Jika menilik laporan keuangan perseroan kuartal II-2024, posisi aset Sritex per 30 September 2024 (unaudited) senilai USD594,02 juta atau setara Rp9,62 triliun (kurs Rp16.200 per USD). Bahkan, jumlah aset ini tidak sampai setengahnya dengan tanggungan finansial (liabilitas) atau utang Sritex secara keseluruhan, baik jangka pendek maupun panjang senilai Rp26,15 triliun.
Pada kuartal III-2024, utang jangka pendek Sritex sebesar Rp2,16 triliun. Tanggungan kewajiban finansial ini termasuk di dalamnya utang bank jangka pendek Rp203,74 miliar, utang usaha jangka pendek senilai Rp878miliar, utang pajak Rp304,29 miliar, beban akrual alias pengeluaran yang belum dibayar Rp304,68 miliar, utang pembayaran upah pekerja Rp2,19 miliar, utang pembayaran sewa Rp38,01 miliar, utang bank jatuh tempo 1 tahun Rp115,04 miliar, pembayaran surat utang jangka menengah Rp80,97 miliar, dan liabilitas lancar lainnya Rp240,14 miliar.

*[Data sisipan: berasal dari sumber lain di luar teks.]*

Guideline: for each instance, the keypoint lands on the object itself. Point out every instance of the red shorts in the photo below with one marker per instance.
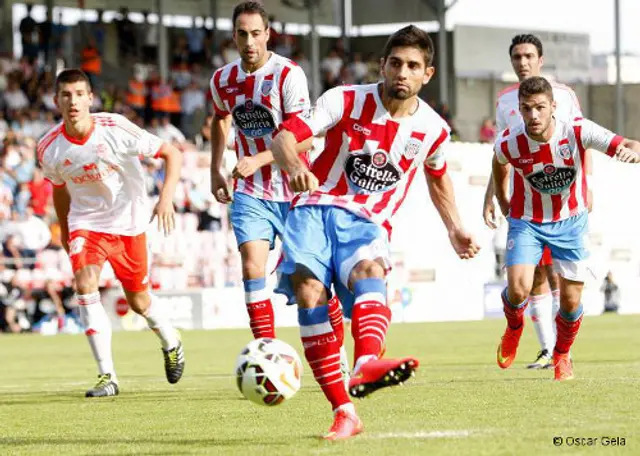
(126, 254)
(546, 259)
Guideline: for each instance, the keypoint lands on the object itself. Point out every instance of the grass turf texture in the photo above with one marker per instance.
(459, 403)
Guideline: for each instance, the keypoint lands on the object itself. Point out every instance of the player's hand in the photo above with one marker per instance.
(166, 216)
(463, 243)
(489, 214)
(245, 167)
(219, 188)
(626, 155)
(304, 181)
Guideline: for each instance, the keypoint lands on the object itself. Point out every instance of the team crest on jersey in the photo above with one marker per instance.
(564, 150)
(266, 87)
(371, 173)
(412, 149)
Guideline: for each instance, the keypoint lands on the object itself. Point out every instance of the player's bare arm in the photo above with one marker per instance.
(247, 166)
(219, 131)
(628, 151)
(443, 198)
(164, 210)
(286, 156)
(500, 175)
(62, 204)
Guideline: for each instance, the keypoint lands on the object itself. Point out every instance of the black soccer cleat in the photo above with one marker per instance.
(105, 387)
(381, 373)
(174, 363)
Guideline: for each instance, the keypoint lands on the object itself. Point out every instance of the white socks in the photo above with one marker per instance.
(98, 331)
(160, 323)
(543, 320)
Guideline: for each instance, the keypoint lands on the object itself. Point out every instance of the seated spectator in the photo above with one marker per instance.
(487, 131)
(14, 98)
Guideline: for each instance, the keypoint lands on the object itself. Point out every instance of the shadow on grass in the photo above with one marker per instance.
(203, 443)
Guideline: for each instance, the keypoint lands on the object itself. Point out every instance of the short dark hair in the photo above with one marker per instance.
(411, 36)
(526, 38)
(250, 8)
(533, 86)
(72, 75)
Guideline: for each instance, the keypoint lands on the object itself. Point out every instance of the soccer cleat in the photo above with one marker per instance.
(105, 387)
(563, 366)
(344, 367)
(174, 363)
(345, 425)
(381, 373)
(508, 346)
(543, 361)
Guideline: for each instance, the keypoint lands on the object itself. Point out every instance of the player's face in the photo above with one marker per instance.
(525, 61)
(251, 35)
(74, 100)
(537, 112)
(405, 72)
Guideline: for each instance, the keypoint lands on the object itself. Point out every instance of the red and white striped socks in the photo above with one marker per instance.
(322, 351)
(370, 319)
(259, 307)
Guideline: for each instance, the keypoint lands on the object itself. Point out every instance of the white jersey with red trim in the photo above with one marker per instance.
(549, 181)
(369, 159)
(508, 106)
(103, 174)
(259, 102)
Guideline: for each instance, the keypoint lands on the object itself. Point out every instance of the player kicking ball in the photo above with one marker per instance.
(93, 162)
(548, 208)
(378, 137)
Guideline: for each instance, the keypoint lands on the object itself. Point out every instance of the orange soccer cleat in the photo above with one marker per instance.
(508, 346)
(345, 425)
(381, 373)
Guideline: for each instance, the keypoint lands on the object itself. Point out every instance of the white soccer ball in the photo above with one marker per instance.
(268, 371)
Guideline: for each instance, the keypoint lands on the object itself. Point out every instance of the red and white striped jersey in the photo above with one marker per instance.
(259, 102)
(103, 174)
(508, 105)
(369, 159)
(549, 182)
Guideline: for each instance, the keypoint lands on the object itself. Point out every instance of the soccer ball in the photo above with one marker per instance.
(268, 371)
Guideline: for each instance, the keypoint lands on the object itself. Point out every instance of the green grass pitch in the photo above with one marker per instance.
(460, 403)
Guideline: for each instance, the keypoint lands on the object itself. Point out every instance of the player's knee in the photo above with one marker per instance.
(367, 269)
(252, 269)
(139, 302)
(310, 293)
(86, 281)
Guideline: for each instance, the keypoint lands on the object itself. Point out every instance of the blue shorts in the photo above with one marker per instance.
(328, 242)
(255, 219)
(567, 240)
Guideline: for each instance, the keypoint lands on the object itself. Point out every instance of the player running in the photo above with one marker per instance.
(548, 208)
(378, 136)
(257, 93)
(93, 162)
(527, 59)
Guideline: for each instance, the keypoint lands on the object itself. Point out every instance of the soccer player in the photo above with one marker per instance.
(527, 59)
(93, 162)
(548, 208)
(257, 93)
(378, 137)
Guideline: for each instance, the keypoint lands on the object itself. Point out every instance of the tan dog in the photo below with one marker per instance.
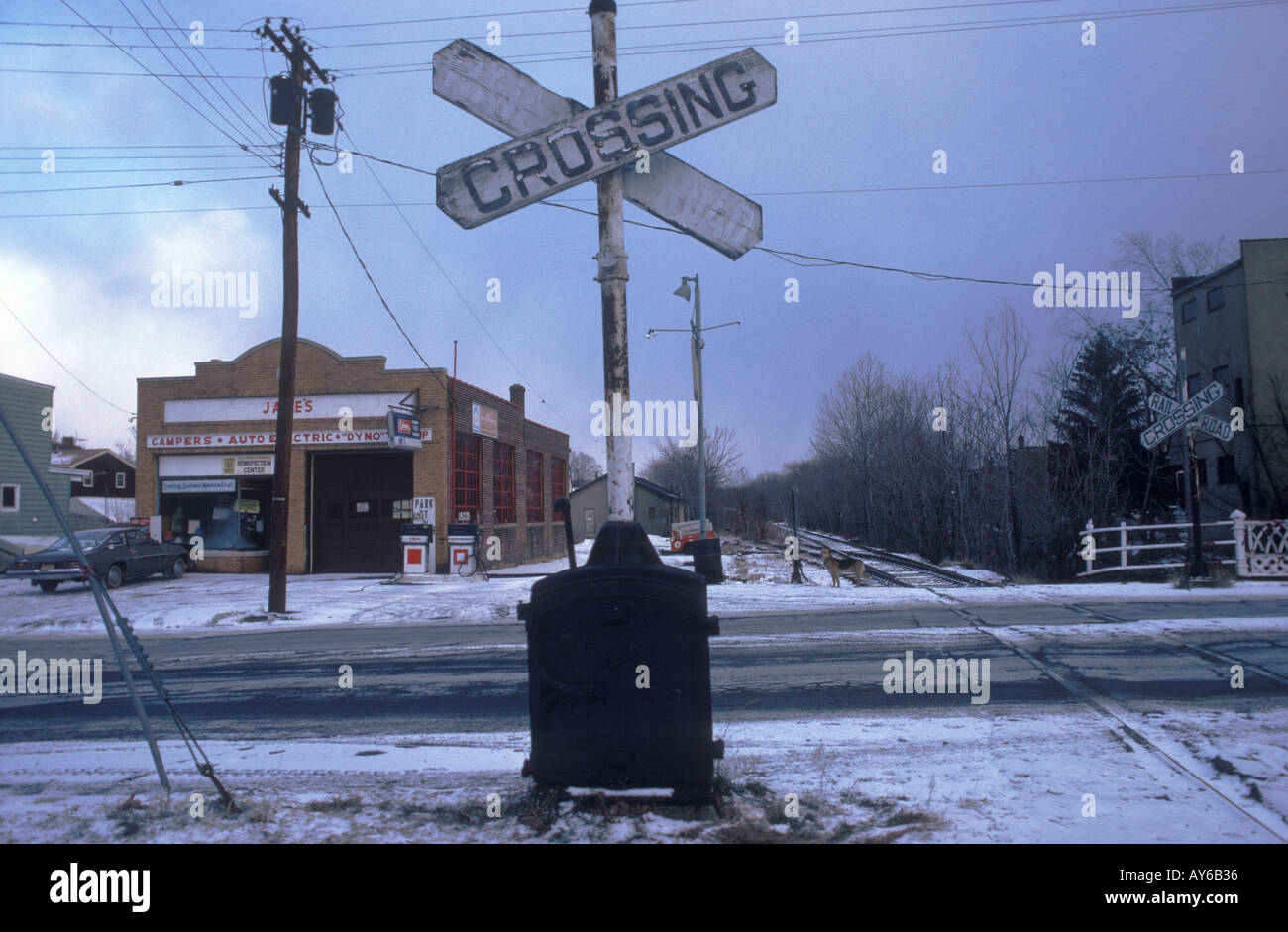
(835, 566)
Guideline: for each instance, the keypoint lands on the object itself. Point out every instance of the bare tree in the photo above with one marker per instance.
(583, 467)
(675, 467)
(1001, 349)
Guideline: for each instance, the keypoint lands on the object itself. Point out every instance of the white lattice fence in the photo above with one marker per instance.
(1261, 546)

Sedangkan jumlah jangka panjang Sritex posisi 30 September 2024 sebesar USD1,48 miliar atau setara Rp23,98 triliun. Beban tanggungan yang harus dibayarkan perseroan ini terdiri dari tunggakan kontrak sewa (dikurangi jatuh tempo satu tahun) Rp517,60 miliar, utang bank jangka panjang Rp13,43 triliun, surat utang jangka menengah Rp222,29 miliar, obligasi-neto Rp6,07 triliun, utang pemegang saham Rp151,57 miliar, utang imbalan pasca kerja (pensiun pekerja) Rp351,76 miliar, pajak tangguhan-neto Rp570,56 miliar, utang usaha jangka panjang pihak ketiga Rp1,10 triliun, dan liabilitas lancar lainnya Rp1,55 triliun.